I'm not saying every conservative is a racist or bigot, and I'm not saying everyone protesting the Park 51 construction is a racist or bigot. I am saying that racism and bigotry are and always have been extremely important to the Right's political fortunes. (And it's not pure coincidence that this racially-heated issue is huge in right-wing media at the same time Republicans are trying to re-take Congress, repeal health care for all, and extend Bush's tax cuts for the rich.) I'm also saying that if your skin ain't white enough, you probably are not safe walking through the conservative protest crowds near ground zero. Just ask this man, who was physically threatened and chased away for no apparent reason other than being Black and among the crowd.
So if the Right is doing what it's always done, it's good to see the Left at ground zero doing what it's always done too.
This is some sloganeering I can get behind. It's interesting that the first banner is by folks from SocialistWorker.org. It's an under-acknowledged fact of American history that progressive/radical working-class organizations have often been at the forefront of the struggle for racial justice and civil rights. In fact, the left-wing of the labor movement and the civil rights movement have often been synonymous.
This is the same old fight at a new stupid location. If the Right is gonna show up to do its usual thing of dividing working people against themselves (notice in the video above it's a guy in a hardhat getting in the face of the African-American man, who is reportedly a union carpenter working at ground zero), then the Left must show up to do its thing of uniting us against racism, bigotry, and division.
4 comments:
Ah, but is the left up to the task?
I'm still wondering why it's such a big issue. I'm not up to the task, Jenni. It's not worth my time. You can't reason with an ideology that out of touch with reality. In fact, that's how I feel about all religous ideologies. So when it comes to arguing about which god is better and telling other people they can or can't do something (build a mosque, be gay, smoke marijuana, etc.) because it doesn't sit right with them; that's when I throw my arms up and say I can't relate to the conversation.

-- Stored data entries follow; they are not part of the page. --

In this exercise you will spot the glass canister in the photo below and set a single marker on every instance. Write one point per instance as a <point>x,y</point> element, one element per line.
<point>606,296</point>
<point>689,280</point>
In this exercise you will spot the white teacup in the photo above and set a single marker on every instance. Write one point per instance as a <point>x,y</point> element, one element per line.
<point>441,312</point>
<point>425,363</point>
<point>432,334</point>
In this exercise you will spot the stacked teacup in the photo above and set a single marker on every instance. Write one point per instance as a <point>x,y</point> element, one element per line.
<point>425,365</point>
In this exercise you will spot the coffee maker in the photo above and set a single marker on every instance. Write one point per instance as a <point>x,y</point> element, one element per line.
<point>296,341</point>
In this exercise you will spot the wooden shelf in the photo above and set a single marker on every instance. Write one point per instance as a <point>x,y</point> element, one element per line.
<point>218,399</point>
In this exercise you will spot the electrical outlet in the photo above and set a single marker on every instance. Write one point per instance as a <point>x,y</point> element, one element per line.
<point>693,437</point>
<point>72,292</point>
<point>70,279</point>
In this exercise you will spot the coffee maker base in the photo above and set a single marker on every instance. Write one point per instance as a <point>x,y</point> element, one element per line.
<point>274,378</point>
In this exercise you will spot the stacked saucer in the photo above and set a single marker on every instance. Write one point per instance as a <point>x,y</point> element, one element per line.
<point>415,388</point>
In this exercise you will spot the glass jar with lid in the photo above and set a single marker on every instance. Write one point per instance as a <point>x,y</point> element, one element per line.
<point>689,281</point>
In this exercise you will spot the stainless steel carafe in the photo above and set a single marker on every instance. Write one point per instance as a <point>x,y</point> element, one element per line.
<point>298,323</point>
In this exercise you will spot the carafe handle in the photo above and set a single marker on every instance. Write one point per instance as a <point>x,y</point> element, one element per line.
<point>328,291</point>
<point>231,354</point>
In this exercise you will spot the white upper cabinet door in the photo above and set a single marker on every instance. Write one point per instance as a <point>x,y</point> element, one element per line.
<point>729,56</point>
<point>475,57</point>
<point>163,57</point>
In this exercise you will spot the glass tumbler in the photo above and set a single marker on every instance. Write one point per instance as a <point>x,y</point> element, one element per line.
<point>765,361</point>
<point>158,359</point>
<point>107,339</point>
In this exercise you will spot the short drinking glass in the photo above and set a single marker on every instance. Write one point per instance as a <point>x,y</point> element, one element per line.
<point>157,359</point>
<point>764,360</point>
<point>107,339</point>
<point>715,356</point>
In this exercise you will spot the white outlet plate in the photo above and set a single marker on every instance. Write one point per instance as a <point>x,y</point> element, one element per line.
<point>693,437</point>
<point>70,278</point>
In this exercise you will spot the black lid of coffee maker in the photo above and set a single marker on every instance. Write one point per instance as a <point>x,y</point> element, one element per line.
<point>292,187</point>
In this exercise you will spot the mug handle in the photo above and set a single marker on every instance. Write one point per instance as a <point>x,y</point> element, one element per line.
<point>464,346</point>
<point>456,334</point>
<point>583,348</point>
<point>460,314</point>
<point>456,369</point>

I'm probably not getting on a bus heading for NYC, but I'm definitely engaging, this issue specifically and the underlying issue more generally, on a personal and local level. I don't see that religious sentiment has a lot to do with the anti- position in this argument. It's mostly xenophobia and the people who want to exploit it. Speaking out about it is for sure worth my time.

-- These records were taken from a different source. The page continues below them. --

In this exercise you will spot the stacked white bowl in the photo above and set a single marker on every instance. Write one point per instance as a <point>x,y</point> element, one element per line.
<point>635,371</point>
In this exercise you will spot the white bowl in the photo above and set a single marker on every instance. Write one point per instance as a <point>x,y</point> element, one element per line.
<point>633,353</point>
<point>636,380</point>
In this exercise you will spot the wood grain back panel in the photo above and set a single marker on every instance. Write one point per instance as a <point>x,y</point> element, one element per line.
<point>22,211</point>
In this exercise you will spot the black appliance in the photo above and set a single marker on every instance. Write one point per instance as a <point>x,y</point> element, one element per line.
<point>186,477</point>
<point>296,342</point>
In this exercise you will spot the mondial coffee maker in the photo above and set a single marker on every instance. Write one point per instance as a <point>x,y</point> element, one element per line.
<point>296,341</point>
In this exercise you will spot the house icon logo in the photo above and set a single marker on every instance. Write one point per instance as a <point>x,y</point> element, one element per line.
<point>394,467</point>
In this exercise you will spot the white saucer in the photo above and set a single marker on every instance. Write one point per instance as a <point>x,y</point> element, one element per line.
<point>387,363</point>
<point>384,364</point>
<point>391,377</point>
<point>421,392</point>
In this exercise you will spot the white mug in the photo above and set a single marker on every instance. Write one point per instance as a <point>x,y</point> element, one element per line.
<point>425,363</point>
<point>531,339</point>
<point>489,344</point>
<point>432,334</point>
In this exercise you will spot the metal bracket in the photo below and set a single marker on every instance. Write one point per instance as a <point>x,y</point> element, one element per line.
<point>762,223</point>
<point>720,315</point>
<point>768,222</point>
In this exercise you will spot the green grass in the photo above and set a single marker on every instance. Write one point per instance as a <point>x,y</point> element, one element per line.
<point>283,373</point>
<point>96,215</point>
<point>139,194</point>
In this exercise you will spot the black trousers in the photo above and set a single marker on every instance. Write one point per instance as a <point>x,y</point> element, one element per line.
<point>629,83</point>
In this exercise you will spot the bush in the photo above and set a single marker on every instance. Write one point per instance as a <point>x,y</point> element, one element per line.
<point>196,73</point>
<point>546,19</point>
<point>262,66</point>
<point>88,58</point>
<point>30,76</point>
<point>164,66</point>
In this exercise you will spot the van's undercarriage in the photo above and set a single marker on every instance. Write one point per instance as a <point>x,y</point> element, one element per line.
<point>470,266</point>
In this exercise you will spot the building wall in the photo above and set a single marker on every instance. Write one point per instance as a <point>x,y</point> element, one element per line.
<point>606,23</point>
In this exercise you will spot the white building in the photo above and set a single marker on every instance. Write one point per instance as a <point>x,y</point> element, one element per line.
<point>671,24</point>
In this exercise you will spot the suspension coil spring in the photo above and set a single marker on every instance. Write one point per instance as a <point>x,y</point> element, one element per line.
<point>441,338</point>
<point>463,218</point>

I agree that the anti-mosquers are made up of xenophobes but their fear is expressed in racism that is masked with "American patriotism" or the desire to keep America as Christian as possible.

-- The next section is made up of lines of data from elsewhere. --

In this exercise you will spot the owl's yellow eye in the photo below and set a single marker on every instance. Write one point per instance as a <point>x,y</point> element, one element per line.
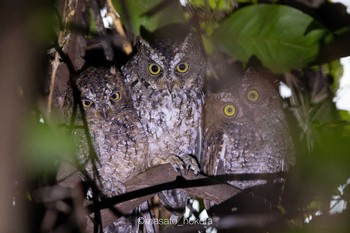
<point>229,110</point>
<point>253,95</point>
<point>115,96</point>
<point>182,67</point>
<point>154,69</point>
<point>86,103</point>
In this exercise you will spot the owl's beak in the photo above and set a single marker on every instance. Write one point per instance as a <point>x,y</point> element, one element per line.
<point>103,113</point>
<point>170,86</point>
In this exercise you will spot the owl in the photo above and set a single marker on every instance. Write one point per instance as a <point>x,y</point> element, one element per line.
<point>246,131</point>
<point>166,79</point>
<point>116,135</point>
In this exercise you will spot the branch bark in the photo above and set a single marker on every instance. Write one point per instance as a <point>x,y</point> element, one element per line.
<point>147,184</point>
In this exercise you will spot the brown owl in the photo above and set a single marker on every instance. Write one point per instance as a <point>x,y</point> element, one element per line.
<point>166,79</point>
<point>116,134</point>
<point>246,131</point>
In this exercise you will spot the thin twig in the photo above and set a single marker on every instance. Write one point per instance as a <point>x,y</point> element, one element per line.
<point>55,65</point>
<point>111,12</point>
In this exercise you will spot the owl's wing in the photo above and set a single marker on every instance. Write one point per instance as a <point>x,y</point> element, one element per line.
<point>199,142</point>
<point>214,147</point>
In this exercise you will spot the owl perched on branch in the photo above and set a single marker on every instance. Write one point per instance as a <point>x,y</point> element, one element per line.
<point>116,134</point>
<point>246,132</point>
<point>166,79</point>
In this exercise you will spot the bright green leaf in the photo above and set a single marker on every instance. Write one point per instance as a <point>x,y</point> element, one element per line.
<point>281,37</point>
<point>151,14</point>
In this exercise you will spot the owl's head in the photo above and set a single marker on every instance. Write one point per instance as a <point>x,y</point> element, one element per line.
<point>103,93</point>
<point>246,99</point>
<point>168,64</point>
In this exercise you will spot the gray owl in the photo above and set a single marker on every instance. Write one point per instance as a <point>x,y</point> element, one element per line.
<point>116,134</point>
<point>246,131</point>
<point>166,81</point>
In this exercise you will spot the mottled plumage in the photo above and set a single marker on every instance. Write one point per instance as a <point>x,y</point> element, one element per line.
<point>246,131</point>
<point>116,134</point>
<point>166,79</point>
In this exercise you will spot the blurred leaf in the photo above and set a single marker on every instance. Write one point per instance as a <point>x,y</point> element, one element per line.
<point>151,14</point>
<point>281,37</point>
<point>43,147</point>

I think it's absolutely about Religion...or at least the overtones are. It's non-violent (mostly...see the videos posted) religous war on American soil. And the ones on the front lines are these fanatics. Anti-mosquers
are the Christian fanatics and terrorist organizations are the Muslim fanatics. Of course there are billions of non-fanatics who
practice their religion in peaceful ways who don't see things the same way.
Throughout geographic history there is an ebb and flow of the control of various world religions. Islaam is an aggressively expanding religion. Islaam is growing rapidly in traditional Christian nations where Christianity is tired and old. Anti-mosquers in their twisted view, see "the
mosque at ground zero" as a symbolic victory for Islaam in America.
It's all about perspective. Everyone lives in a different self-reality and these fanatics in their reality are engaged in the seventy-second crusade.